Pourquoi ? L'urbanisation, mais également l'exploitation des terres à des fins non-alimentaires (minières, biocarburants, alimentation pour le bétail, etc.) réduit progressivement l'espace agricole disponible. En parallèle, le changement climatique et l'agriculture intensive fragilisent les écosystèmes en réduisant l'humidité des sols, les rendements des terres utilisées, ainsi que les qualités nutritionnelles des aliments. Les quantités réduites des produits disponibles et l'augmentation des prix qui en résultera auront un impact sévère sur l'équilibre des populations les plus pauvres et risquent d'exacerber les tensions entre les communautés.

600 millions de personnes supplémentaires pourraient souffrir d'insécurité alimentaire d'ici 2080 sous l'effet du changement climatique, venant grossir le nombre de personnes qui souffrent de la faim aujourd'hui.

Adaptation au changement climatique et sécurité alimentaire : des approches qui se renforcent mutuellement

Pour faire face à ce défi, nous devons dépasser le clivage ville-campagne.

Le premier levier à actionner consiste à accroître la capacité de production alimentaire dans les campagnes, sur laquelle repose la sécurité alimentaire des villes.

En améliorant le stockage des récoltes et en assurant une redistribution équitable des denrées au niveau national, les pertes seraient évitées et les inégalités réduites. Investir dans des méthodes agricoles durables permettra aux agriculteurs de mieux s'adapter aux changements climatiques et ainsi de garantir des récoltes suffisantes pour répondre aux besoins croissants.

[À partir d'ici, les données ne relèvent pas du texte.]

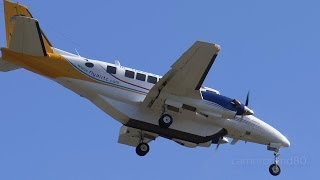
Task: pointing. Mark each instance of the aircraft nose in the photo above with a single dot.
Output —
(285, 142)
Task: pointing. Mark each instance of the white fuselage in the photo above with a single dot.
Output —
(124, 94)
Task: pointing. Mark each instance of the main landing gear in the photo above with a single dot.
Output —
(143, 148)
(165, 120)
(274, 168)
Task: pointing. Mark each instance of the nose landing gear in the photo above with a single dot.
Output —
(274, 168)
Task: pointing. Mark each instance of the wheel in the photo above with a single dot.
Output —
(274, 169)
(165, 121)
(142, 149)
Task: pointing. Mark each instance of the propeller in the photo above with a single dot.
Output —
(247, 99)
(218, 144)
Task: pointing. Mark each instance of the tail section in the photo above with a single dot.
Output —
(23, 34)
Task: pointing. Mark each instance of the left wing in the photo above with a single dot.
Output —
(186, 75)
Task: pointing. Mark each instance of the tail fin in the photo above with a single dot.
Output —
(15, 9)
(23, 34)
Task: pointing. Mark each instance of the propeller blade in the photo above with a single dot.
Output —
(247, 100)
(217, 147)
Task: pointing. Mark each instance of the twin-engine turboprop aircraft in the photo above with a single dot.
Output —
(175, 106)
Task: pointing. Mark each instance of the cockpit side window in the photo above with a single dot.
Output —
(141, 77)
(152, 79)
(111, 70)
(129, 74)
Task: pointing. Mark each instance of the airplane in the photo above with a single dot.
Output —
(175, 106)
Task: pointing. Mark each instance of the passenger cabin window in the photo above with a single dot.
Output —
(111, 70)
(141, 77)
(152, 79)
(129, 74)
(89, 64)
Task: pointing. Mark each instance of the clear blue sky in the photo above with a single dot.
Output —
(270, 48)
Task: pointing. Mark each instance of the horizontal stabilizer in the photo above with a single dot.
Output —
(27, 37)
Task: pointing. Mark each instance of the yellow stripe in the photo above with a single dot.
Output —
(52, 66)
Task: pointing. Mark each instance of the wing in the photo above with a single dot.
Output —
(186, 75)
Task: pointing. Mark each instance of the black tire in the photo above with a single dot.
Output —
(165, 121)
(274, 169)
(142, 149)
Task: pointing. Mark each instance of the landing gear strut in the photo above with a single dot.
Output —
(165, 120)
(143, 148)
(274, 168)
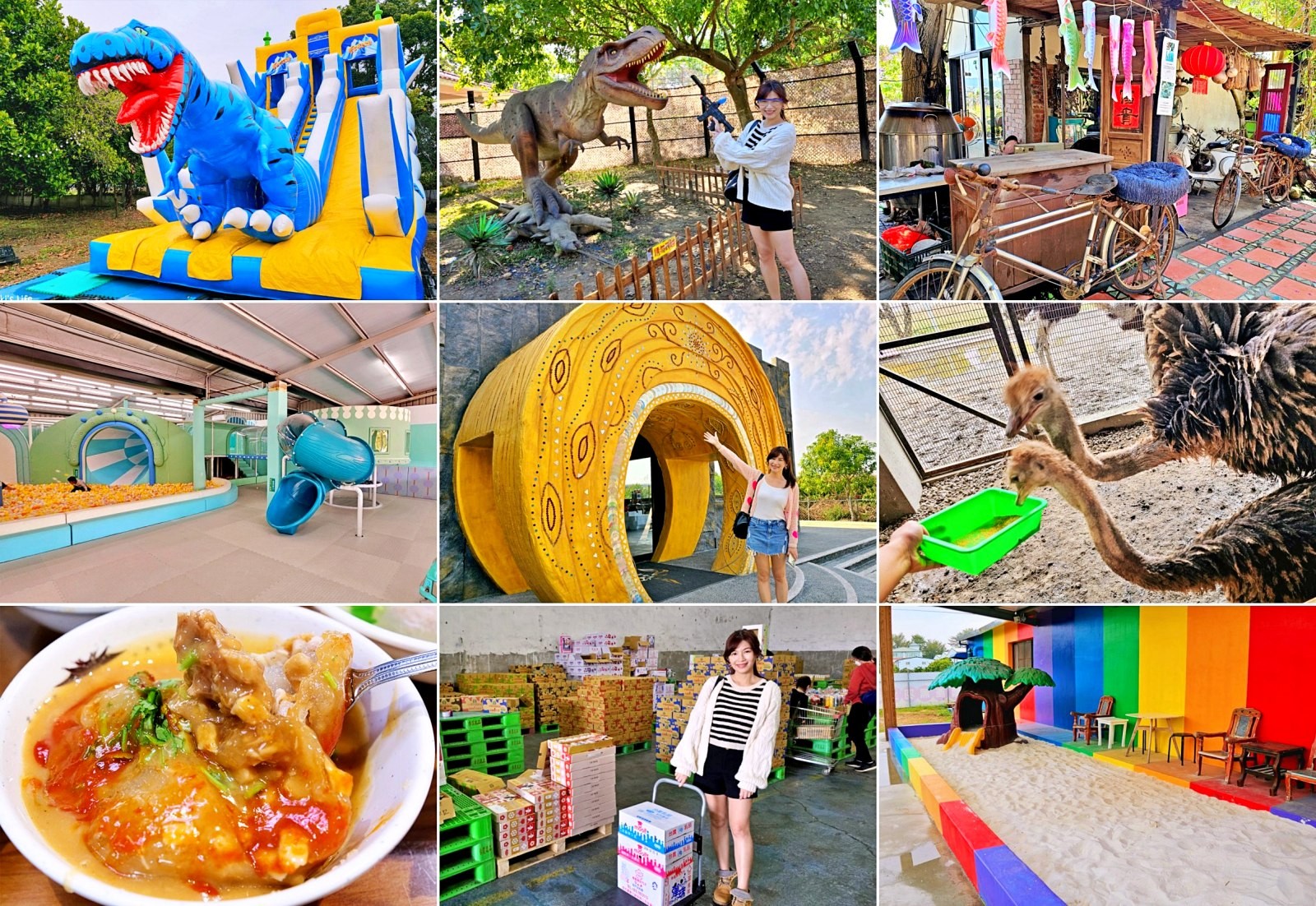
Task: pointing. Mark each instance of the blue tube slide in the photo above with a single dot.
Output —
(326, 459)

Mais les solutions à l'insécurité alimentaire ne sont pas que l'apanage des campagnes et les populations urbaines doivent elles aussi construire leur résilience alimentaire.

La période de soudure entre deux récoltes s'avère parfois difficile et c'est pourquoi il est important d'encourager les habitants des zones urbaines à utiliser chaque parcelle de terre. Soutenir l'agriculture périurbaine accroîtrait non seulement les ressources alimentaires des villes mais offrirait également des opportunités d'emploi, notamment pour les jeunes. Potagers suspendus et jardins communautaires, au Nord comme au Sud, contribuent déjà à compléter l'alimentation des familles et à l'améliorer (qualité et diversité de la consommation alimentaire).

CARE

Pourtant, ces solutions n'auront un impact qu'avec le soutien des Etats.

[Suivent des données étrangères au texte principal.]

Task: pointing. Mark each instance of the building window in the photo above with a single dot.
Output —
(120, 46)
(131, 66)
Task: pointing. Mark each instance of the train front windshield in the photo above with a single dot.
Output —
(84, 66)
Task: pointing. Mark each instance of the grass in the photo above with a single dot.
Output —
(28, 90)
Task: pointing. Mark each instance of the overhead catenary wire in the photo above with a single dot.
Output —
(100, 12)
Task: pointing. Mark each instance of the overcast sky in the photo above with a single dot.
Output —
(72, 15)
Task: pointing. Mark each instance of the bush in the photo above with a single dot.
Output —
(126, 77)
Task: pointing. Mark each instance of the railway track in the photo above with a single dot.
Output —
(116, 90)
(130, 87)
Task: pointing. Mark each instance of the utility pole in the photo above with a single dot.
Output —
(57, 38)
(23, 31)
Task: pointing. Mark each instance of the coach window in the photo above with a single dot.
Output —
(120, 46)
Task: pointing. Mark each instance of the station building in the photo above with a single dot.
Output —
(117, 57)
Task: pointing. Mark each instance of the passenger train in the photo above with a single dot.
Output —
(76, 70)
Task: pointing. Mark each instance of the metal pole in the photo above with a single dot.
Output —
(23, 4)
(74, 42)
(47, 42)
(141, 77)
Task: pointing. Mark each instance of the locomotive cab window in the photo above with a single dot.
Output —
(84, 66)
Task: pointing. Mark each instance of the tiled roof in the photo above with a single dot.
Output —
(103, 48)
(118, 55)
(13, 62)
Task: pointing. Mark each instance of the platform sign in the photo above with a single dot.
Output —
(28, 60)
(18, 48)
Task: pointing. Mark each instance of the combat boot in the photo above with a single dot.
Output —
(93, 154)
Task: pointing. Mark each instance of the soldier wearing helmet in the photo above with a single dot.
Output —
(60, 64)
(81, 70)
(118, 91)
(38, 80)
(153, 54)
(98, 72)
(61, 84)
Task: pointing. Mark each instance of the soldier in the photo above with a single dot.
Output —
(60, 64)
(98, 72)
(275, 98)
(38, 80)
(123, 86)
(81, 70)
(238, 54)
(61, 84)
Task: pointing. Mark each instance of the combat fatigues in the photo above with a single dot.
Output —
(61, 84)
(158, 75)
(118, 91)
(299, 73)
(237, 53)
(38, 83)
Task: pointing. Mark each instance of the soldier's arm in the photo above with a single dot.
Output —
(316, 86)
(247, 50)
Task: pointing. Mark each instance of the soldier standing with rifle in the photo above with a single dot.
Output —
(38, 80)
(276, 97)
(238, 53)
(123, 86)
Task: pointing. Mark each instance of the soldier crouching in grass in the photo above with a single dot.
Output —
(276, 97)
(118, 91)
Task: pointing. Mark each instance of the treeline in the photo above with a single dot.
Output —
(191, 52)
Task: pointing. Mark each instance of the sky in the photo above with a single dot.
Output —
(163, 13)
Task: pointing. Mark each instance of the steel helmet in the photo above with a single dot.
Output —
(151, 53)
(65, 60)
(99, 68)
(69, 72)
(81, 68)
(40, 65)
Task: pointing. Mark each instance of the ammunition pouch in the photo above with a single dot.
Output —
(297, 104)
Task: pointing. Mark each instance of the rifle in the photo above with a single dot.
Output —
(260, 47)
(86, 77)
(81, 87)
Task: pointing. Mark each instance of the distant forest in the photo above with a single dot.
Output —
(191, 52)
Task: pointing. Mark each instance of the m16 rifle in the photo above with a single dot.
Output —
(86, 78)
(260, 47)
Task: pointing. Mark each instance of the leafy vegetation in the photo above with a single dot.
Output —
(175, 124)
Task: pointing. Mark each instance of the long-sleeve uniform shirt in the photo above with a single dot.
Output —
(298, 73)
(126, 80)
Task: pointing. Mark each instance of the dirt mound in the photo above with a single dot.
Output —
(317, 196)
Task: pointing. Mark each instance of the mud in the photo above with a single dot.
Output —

Ces derniers doivent anticiper les scénarios de crises probables avec des stratégies de prévention et de réponse. Il serait ainsi possible de stocker des réserves céréalières en amont d'une possible crise alimentaire, ou de prévoir des semences de contre-saison à fournir aux agriculteurs.

Ils doivent également respecter leurs engagements internationaux pour un accès équitable à la propriété. Aujourd'hui, alors que les femmes réalisent la majeure partie de la production des petits agriculteurs dans les pays en développement, elles ne possèdent à l'échelle mondiale que 2% des terres et sont peu impliquées dans les structures de décision au niveau communautaire.

En 2011, le sommet du G20 sous présidence française prônait l'investissement dans le secteur agricole, la transparence des marchés, la prévention et la gestion des crises alimentaires. C'est un début encourageant ; il est désormais indispensable de transformer des déclarations de principe en actions concrètes aussi bien au Nord qu'au Sud, car c'est aujourd'hui que se façonne le monde de demain.

Baromètre de la faim 2013

Cet article a été publié dans l'édition 2013 du Baromètre de la faim. Cette publication rédigée par différents acteurs mobilisés sur les enjeux de lutte contre la faim dans le monde (ACTED, ACF, Banques Alimentaires, CARE, Croix-Rouge, FAO, PAM, etc.) offre une vision transversale des problématiques de la faim dans les pays du Nord et du Sud.